But the irony of what has happened is even richer than this. Barrister Javed Iqbal Jaffrey is in court in Pakistan sometimes multiple times per week. He petitions the court or litigates on two cases, always reported on together in the papers in Pakistan. The first case is to force the government to act on the Aafia Siddiqui case, the second to act on the A.Q. Khan case. So the rulings that the New York Times is upset about, that the New York Times believes the U.S. should continue to lean on some other branch of the government of the Pakistan to force in their favor, are always heard by the court in the same time frame as those of a woman who disappeared in 2003, whose children remain missing, who is the poster child for the 4000-5000 Pakistani disappeared, for whom the court is asked to rule forcing the Pakistani Foreign Minister to file against the United States in the International Court of Justice, fund defense for against the U.S. government’s charges, and launch a full and fair investigation into all those complicit, Pakistani and American, in her abduction, torture, the loss of her children, her shooting, and her continued incarceration and strip searches in American custody.

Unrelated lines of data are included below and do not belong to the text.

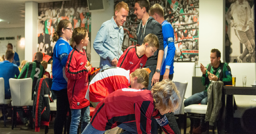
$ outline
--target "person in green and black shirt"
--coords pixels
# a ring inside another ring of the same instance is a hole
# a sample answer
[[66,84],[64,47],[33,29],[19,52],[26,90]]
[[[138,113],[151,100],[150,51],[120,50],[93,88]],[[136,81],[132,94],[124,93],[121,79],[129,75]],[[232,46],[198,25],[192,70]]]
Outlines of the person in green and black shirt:
[[[206,85],[205,90],[197,93],[186,99],[184,101],[185,106],[198,104],[207,105],[208,97],[207,90],[211,81],[221,81],[224,85],[232,85],[232,75],[229,66],[226,63],[220,61],[220,52],[217,49],[212,49],[211,52],[211,63],[207,65],[206,68],[201,64],[200,68],[203,73],[202,82],[204,85]],[[211,75],[208,75],[209,72]]]
[[44,68],[41,65],[43,61],[43,53],[37,52],[36,54],[33,62],[28,62],[24,65],[18,78],[31,78],[33,80],[32,86],[32,99],[33,99],[35,87],[38,79],[43,78],[44,74]]

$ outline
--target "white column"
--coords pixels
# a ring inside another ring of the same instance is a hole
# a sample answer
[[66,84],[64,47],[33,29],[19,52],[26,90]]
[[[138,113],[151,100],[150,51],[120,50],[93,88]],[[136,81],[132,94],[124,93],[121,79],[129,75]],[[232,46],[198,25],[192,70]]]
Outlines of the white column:
[[199,1],[199,61],[204,66],[210,62],[211,50],[218,49],[225,61],[225,0]]
[[37,52],[38,3],[25,2],[25,60],[33,59]]

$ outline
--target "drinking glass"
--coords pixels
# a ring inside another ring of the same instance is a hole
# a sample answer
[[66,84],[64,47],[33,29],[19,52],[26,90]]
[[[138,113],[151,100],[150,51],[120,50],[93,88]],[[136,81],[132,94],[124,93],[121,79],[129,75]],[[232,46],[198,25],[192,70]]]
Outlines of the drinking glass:
[[246,87],[246,75],[243,75],[243,87]]

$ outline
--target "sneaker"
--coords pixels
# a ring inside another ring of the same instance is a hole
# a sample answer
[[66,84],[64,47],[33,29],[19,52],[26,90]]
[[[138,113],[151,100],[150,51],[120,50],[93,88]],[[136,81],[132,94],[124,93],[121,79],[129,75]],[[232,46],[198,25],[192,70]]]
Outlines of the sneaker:
[[237,56],[237,62],[239,62],[239,63],[242,63],[242,62],[243,62],[243,59],[240,59],[240,57],[241,57],[242,56],[242,55],[240,55],[240,56]]
[[202,130],[201,126],[199,126],[195,130],[193,130],[193,133],[195,134],[201,134],[202,133]]

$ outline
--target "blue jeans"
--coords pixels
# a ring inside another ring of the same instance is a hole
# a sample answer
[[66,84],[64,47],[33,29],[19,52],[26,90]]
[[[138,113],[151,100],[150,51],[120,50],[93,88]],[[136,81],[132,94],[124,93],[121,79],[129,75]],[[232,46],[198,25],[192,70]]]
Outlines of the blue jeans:
[[[122,133],[122,134],[138,134],[137,127],[135,122],[128,123],[123,123],[118,126],[118,127],[126,130]],[[84,130],[81,134],[103,134],[106,131],[100,131],[97,130],[93,127],[91,124],[89,123],[86,127]]]
[[82,117],[81,131],[83,132],[90,122],[90,108],[88,106],[82,109],[71,109],[71,123],[69,134],[77,134],[78,126]]
[[198,104],[200,103],[202,105],[207,105],[208,102],[207,91],[204,91],[195,94],[188,97],[184,101],[184,105],[186,107],[190,105]]
[[151,86],[151,80],[152,80],[152,78],[153,77],[153,75],[154,75],[154,74],[155,74],[155,73],[156,73],[156,65],[152,65],[148,66],[147,67],[144,67],[146,68],[148,68],[150,69],[150,70],[151,71],[151,72],[149,73],[149,78],[148,79],[149,81],[148,82],[148,86],[147,89],[148,90],[151,90],[151,88],[152,88],[152,86]]

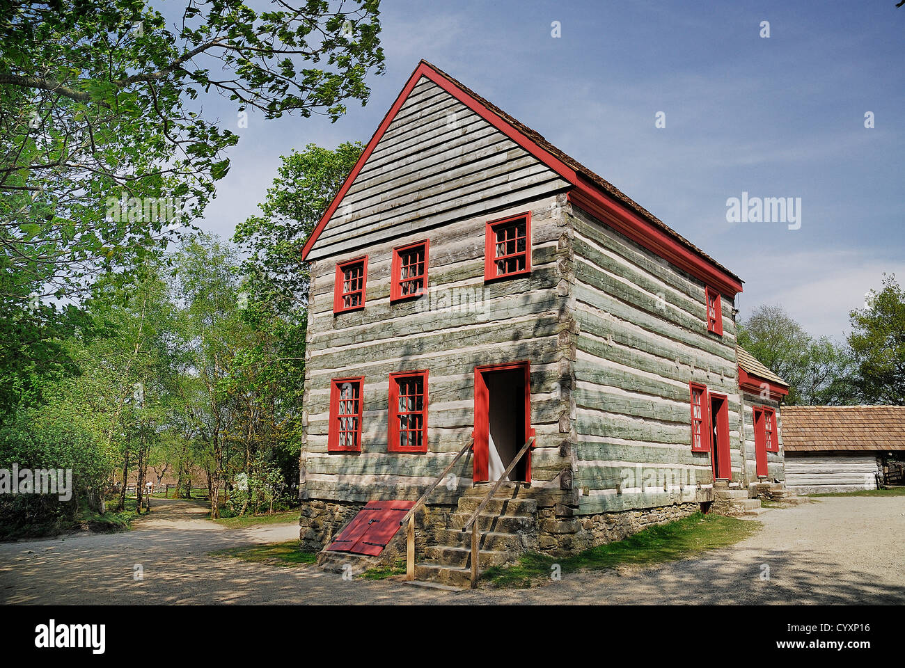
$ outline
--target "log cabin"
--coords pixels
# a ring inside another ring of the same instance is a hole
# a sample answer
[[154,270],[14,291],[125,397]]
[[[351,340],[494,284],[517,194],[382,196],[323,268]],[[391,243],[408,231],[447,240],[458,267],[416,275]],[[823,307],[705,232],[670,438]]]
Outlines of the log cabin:
[[901,484],[905,406],[786,408],[786,485],[802,494]]
[[741,280],[426,62],[303,257],[325,562],[397,558],[409,520],[410,576],[461,586],[782,480],[787,388],[739,354]]

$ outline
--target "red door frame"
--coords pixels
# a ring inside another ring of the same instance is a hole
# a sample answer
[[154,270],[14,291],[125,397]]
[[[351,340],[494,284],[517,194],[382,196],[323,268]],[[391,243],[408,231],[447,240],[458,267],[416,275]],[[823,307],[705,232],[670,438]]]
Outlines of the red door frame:
[[[710,456],[713,477],[716,480],[730,481],[732,480],[732,449],[729,444],[729,399],[726,395],[718,395],[713,392],[710,392],[710,395],[711,415],[717,416],[717,442],[713,444],[712,448],[712,452],[717,453],[716,460],[714,461],[713,456]],[[719,402],[719,406],[714,411],[713,403],[715,401]],[[708,426],[712,428],[712,424]]]
[[754,408],[754,458],[757,463],[757,477],[767,476],[767,432],[764,430],[764,409]]
[[[490,364],[474,367],[474,473],[473,481],[481,482],[487,481],[488,460],[490,459],[490,408],[491,396],[487,388],[484,374],[493,371],[510,371],[523,369],[525,373],[525,434],[526,440],[534,435],[531,429],[531,364],[529,361],[506,362],[504,364]],[[525,455],[525,482],[531,482],[531,450]]]

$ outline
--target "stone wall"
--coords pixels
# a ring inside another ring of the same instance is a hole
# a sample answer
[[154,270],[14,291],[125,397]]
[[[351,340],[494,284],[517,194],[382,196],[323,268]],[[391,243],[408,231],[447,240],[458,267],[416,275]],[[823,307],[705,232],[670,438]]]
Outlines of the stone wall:
[[557,518],[553,509],[538,511],[540,551],[566,557],[583,549],[622,540],[643,529],[681,520],[700,511],[700,503],[674,503],[643,511],[623,511],[574,518]]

Has the Times weighed in on the Pakistani prisoners in Guantanamo and what their sentences should be? Then why weigh in on A.Q.Khan’s sentence?

The New York Times is a big fan of prosecuting the hell out of anybody arrested as a "al Qaeda" terrorist without regard to any presumption of innocence, and has made that clear in its very limited coverage of the Aafia Siddiqui proceedings in the courtroom on Pearl Street in Manhattan. I guess they may have to wait for what they want for Abdul Qadeer Khan until they and the courts they cheerlead, are perceived as upholding the rule of law here in the United States. Until institutions in the U.S. like the Times begin to get their own house in order, their demands on the houses of others will fall on deaf ears.